In U.S. jurisprudence, the transaction that you describe is called a "fraudulent transfer". The existence of a fraudulent transfer must be established in a separate lawsuit, or in a separate claim within the same lawsuit, or in an adversary action within bankruptcy proceeding, subject to some narrow exceptions for general partners of partnerships for partnership debts and in some jurisdictions for revocable trusts. Sometimes separate fraudulent transfer doctrines apply to people who make or receive distributions from insolvent legal entities or trusts or estates in addition to a more general fraudulent transfer law (the Uniform Fraudulent Transfers Act is part of the law is almost every U.S. jurisdiction and its less expansive predecessor, the Uniform Fraudulent Conveyances Act is part of the law in the rest).
Fraudulent transfer law is fairly uniform in the United States due to the collective adoption of Uniform Acts voluntarily by state legislatures and the impact of the United States Bankruptcy Code (Title 11 of the United States Code). In cases where the bankruptcy code is more favorable than the law outside the bankruptcy code, in certain circumstances, U.S. creditors can also force the debtor into an involuntarily bankruptcy, although in practice, this tool is rarely used because the non-bankruptcy options are adequate.

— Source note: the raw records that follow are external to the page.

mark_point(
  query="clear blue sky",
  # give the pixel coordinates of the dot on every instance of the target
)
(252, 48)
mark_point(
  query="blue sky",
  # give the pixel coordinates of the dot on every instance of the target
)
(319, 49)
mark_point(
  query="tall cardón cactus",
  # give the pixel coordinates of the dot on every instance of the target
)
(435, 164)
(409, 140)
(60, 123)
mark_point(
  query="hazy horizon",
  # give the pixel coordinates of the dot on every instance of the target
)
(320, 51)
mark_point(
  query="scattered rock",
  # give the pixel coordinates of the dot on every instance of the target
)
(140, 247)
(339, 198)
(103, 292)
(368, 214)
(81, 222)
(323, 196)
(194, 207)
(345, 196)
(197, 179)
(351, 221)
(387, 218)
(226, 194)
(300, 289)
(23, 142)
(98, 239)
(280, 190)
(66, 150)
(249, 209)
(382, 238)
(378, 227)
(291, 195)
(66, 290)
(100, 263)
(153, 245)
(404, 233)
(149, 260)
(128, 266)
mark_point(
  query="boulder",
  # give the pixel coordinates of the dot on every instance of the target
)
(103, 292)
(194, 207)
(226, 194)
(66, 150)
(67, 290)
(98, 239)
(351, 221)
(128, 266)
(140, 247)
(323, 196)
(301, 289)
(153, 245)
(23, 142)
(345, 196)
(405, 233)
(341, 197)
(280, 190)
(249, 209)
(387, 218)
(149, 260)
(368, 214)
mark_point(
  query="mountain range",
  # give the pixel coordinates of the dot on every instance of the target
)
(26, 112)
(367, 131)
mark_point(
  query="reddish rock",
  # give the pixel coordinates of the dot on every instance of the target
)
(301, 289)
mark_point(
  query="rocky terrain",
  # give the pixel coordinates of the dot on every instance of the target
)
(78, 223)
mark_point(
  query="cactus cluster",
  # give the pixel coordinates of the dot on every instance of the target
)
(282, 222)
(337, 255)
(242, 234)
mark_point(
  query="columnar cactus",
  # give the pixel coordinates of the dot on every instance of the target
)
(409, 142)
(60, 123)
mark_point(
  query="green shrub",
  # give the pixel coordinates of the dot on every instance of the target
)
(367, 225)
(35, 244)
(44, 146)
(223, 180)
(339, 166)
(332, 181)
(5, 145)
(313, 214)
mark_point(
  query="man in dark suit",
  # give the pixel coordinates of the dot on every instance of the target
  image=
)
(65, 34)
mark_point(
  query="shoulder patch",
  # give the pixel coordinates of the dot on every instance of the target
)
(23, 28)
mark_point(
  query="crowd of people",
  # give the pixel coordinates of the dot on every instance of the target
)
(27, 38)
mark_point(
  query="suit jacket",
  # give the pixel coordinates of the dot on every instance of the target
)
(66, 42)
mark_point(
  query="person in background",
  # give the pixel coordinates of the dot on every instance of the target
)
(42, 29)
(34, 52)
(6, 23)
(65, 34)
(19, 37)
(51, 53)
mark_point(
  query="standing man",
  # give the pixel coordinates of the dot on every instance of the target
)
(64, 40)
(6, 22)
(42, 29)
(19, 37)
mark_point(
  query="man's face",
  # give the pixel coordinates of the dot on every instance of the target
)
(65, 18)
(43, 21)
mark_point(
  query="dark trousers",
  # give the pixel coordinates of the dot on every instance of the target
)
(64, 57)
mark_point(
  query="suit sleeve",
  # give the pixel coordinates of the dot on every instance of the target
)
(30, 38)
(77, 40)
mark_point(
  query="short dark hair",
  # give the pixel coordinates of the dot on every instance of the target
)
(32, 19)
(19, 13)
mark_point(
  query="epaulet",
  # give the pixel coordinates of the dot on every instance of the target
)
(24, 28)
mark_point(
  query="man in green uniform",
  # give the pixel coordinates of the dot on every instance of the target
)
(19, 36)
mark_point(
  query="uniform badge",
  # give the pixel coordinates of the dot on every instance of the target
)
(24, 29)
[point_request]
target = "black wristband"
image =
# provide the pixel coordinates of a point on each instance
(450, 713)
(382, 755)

These doctrines are not more or less uniform across all Western-style legal systems, however, let alone in the case of non-Western legal systems under Islamic, Communist regime, or tribal law, for example.

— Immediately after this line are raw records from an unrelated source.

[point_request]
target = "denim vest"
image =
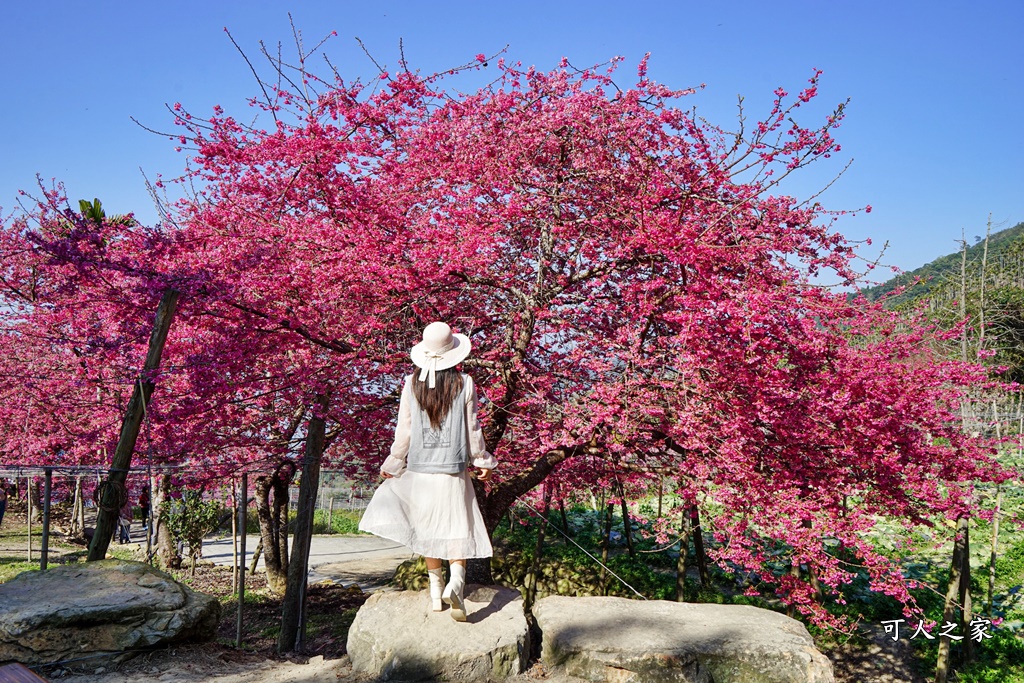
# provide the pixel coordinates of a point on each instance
(444, 450)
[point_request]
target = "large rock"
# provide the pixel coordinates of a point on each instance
(619, 640)
(396, 637)
(98, 608)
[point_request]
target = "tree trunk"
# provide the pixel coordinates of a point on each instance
(965, 597)
(167, 550)
(293, 616)
(952, 591)
(627, 527)
(108, 509)
(995, 547)
(685, 531)
(271, 510)
(538, 551)
(697, 532)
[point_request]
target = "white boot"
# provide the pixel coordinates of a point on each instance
(436, 578)
(453, 592)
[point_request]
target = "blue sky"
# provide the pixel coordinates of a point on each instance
(934, 126)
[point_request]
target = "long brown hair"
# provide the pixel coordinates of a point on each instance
(438, 400)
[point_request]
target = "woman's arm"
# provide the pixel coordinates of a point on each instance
(477, 447)
(394, 465)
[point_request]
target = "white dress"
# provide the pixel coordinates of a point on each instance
(433, 514)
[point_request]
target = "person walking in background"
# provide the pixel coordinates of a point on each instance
(427, 500)
(3, 500)
(143, 504)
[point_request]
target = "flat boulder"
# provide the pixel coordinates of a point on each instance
(396, 637)
(620, 640)
(98, 609)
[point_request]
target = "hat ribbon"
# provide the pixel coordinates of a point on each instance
(430, 369)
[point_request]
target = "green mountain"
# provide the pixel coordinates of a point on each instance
(944, 268)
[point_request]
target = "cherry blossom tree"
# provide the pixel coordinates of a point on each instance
(640, 294)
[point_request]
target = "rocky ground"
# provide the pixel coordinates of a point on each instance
(332, 608)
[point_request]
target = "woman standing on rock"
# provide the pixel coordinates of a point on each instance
(427, 501)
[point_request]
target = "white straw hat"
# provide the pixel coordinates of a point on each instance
(439, 349)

Many common law jurisdictions other than the United States, including most of the United Kingdom dependencies that are commonly used for asset protection purposes, such as the Cayman Islands and Nevis, also have fraudulent transfer laws (although the exact name of these statutes varies). But, in those jurisdictions the legal standard that must be shown to prevail is much more serious, the statutes of limitations tend to be short, and there are other procedural hurdles to bringing such lawsuits (as well as a debtor friendly judiciary).

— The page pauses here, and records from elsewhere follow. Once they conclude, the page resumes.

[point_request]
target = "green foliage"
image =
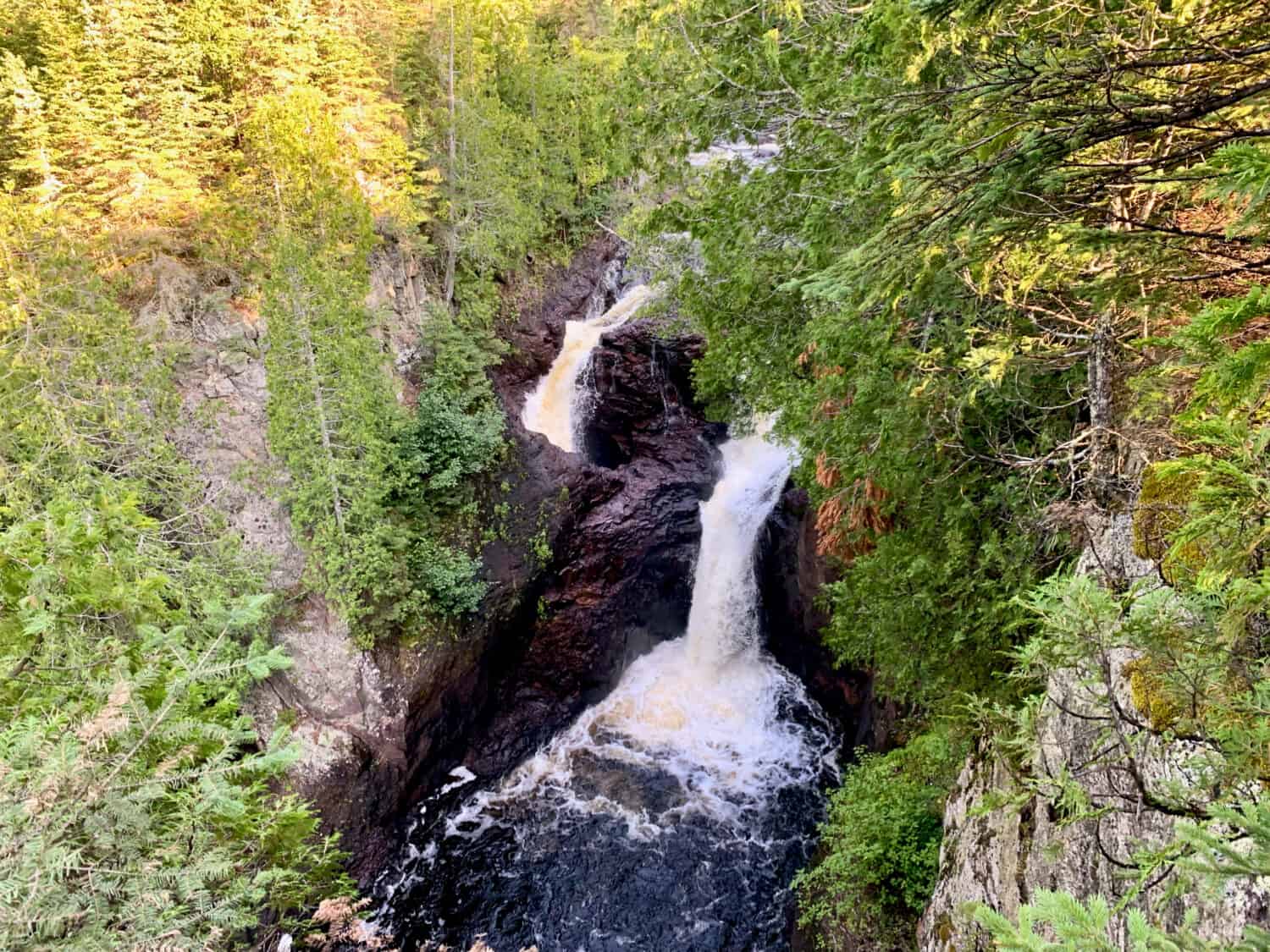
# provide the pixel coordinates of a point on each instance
(135, 800)
(521, 109)
(447, 444)
(881, 847)
(975, 208)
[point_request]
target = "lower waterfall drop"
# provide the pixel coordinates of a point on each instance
(672, 814)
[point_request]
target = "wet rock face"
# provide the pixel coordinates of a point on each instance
(622, 532)
(790, 574)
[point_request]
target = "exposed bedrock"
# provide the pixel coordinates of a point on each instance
(594, 565)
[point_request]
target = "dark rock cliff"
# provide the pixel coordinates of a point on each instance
(592, 566)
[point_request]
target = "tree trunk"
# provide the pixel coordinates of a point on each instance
(452, 144)
(319, 406)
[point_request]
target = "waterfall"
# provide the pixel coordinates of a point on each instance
(554, 406)
(724, 616)
(670, 815)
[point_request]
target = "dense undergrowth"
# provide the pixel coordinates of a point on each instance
(268, 149)
(1008, 256)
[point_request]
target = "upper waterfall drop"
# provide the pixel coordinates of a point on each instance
(553, 408)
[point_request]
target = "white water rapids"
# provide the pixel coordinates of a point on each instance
(554, 406)
(705, 708)
(672, 814)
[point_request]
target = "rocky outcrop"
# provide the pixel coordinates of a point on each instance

Many of these jurisdictions also do not give full faith and credit to judgements entered in other jurisdiction and require the underlying debt to be reestablished legally from scratch in their courts to be enforced against assets in their control. Many (if not most) non-U.S. jurisdictions, likewise, do not honor U.S. tort law case judgments unless reestablished in local courts at least as to damages, even if some facts can be established by virtue of a U.S. court judgment on the merits.
There are also some legal doctrines that impose vicarious liability (i.e. liability without individual fault) on someone other than the person whose actions give rise to the debt. These people are often named as co-defendants in the same lawsuit. This would include members of a household under the family car doctrine, members of a married couple or their close family members under the necessities doctrine between people who have a duty of support for each other, employers for employees, principals for agents, sureties, and guarantors.
In some cases, where the person who transferred the property was a fiduciary for someone (e.g. a trustee, an attorney, an executor, a guardian, or an agent) or was a spouse, it is also possible to bring a separate action (or a separate claim in the same action as the one for the primary debt) to impose a "constructive trust" on the transferred asset which requires the person to whom the asset was transferred to hold the assets received and all proceeds of that asset in trust for the person entitled to it and to deliver it to the person entitled to it as soon as reasonably practicable to do so.
Finally, in some cases, a judgment or monetary obligation can be entered by a court (or sometimes prior to court action, either voluntarily in a mortgage-like instrument, or involuntarily in the case of a tax lien or mechanic's lien, for example) in rem against property. In that case, execution against or legally authorized seizure of the property is authorized without regard to who owns it at the time of the seizure.
In addition to these remedies, it is common in cases involving self-employed debtors in family law cases, in probate cases, and in cases involving asset protection trusts, to hold the debtor and sometimes other responsible individuals who are aware that the transfers were made in an effort to defy a court order or judgment, in contempt of court. Someone held in civil contempt of court in these circumstances can be detained or fined on a daily basis indefinitely until the order is complied with, if the court determines that the person held in contempt of court has the actual ability in practice (even if not as a strict matter of law) to comply. There are cases of people who set up asset protection trusts being incarcerated for as much as a decade for contempt of court.
Similarly, in the case of tax debts, willfully evading collection of tax debts in this manner is not just a civil matter or grounds for a contempt of court citation. It is also a crime (usually a felony) for which the tax debtor and the tax debtors uncooperative coconspirators may be prosecuted and convicted. The punishment for these crimes is typically comparable to the punishment for simple larceny-theft or fraud without violence or wrongful entry onto premises, of comparable dollar amounts.